HERALD.ID, JAKARTA — Setiap bulan Ramadhan, umat Islam berlomba-lomba mencari malam Lailatul Qadar, yang diyakini lebih baik dari seribu bulan.
Banyak yang berusaha menandai tanggal tertentu, berharap mendapatkan kemuliaan malam tersebut. Namun, apakah benar Lailatul Qadar harus ditemukan dengan cara seperti itu?
KH Ahmad Bahauddin Nursalim atau Gus Baha, ulama ahli tafsir dan Pengasuh Pondok Pesantren di Rembang, memberikan pandangan berbeda.
Dalam sebuah ceramah yang diunggah di kanal YouTube @agusmujib_, ia menegaskan bahwa perdebatan tentang tanggal pasti Lailatul Qadar sebaiknya tidak menjadi fokus utama.
“Kita dengan percaya dirinya bilang Lailatul Qadar itu terjadi antara tanggal 21 sampai 29 Ramadhan. Lalu, kenapa malam ini begitu istimewa? Karena Nuzulul Qur’an. Tapi kalau Nuzulul Qur’an tanggal 17, Lailatul Qadar tanggal berapa?” ujar Gus Baha.
Menurutnya, daripada sibuk menentukan tanggal pastinya, lebih baik umat Islam memperbanyak ibadah dan amal saleh di sepanjang Ramadhan.
Ia menjelaskan bahwa siapa pun yang berbuat kebaikan dan mendekatkan diri kepada Allah, sejatinya sudah merasakan keberkahan Lailatul Qadar.
Dalam ceramahnya, Gus Baha mengingatkan bahwa pemahaman tentang Lailatul Qadar harus berlandaskan Al-Qur’an, bukan sekadar opini atau tradisi turun-temurun.
“Maka yang benar, Lailatul Qadar itu, kata ulama-ulama dulu, siapa pun yang beramal saleh, anggap saja sudah mendapat Lailatul Qadar,” jelasnya.

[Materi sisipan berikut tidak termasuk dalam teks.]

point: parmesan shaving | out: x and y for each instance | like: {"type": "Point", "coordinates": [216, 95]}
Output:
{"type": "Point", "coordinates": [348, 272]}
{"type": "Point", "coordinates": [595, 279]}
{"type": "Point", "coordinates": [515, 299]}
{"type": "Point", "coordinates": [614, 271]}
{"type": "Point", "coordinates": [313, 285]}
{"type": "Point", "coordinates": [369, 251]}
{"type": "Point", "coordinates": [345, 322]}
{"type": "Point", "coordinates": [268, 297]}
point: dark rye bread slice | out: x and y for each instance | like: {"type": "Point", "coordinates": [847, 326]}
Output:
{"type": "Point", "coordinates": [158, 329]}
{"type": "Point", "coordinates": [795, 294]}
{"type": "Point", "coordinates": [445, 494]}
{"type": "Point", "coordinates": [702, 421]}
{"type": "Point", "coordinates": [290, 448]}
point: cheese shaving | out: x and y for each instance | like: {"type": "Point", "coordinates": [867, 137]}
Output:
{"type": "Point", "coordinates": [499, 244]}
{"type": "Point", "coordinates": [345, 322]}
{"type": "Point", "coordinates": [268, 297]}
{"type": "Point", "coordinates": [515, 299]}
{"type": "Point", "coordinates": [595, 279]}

Ia menekankan bahwa Allah tidak pernah mewajibkan umat Islam untuk mengetahui tanggal pasti Lailatul Qadar. Sebaliknya, Allah ingin hamba-Nya terus beribadah sepanjang Ramadhan, bukan hanya menargetkan satu malam tertentu.
“Orang yang sungguh-sungguh beribadah, meskipun tidak tahu kapan Lailatul Qadar, tetap mendapatkan pahalanya,” tambahnya.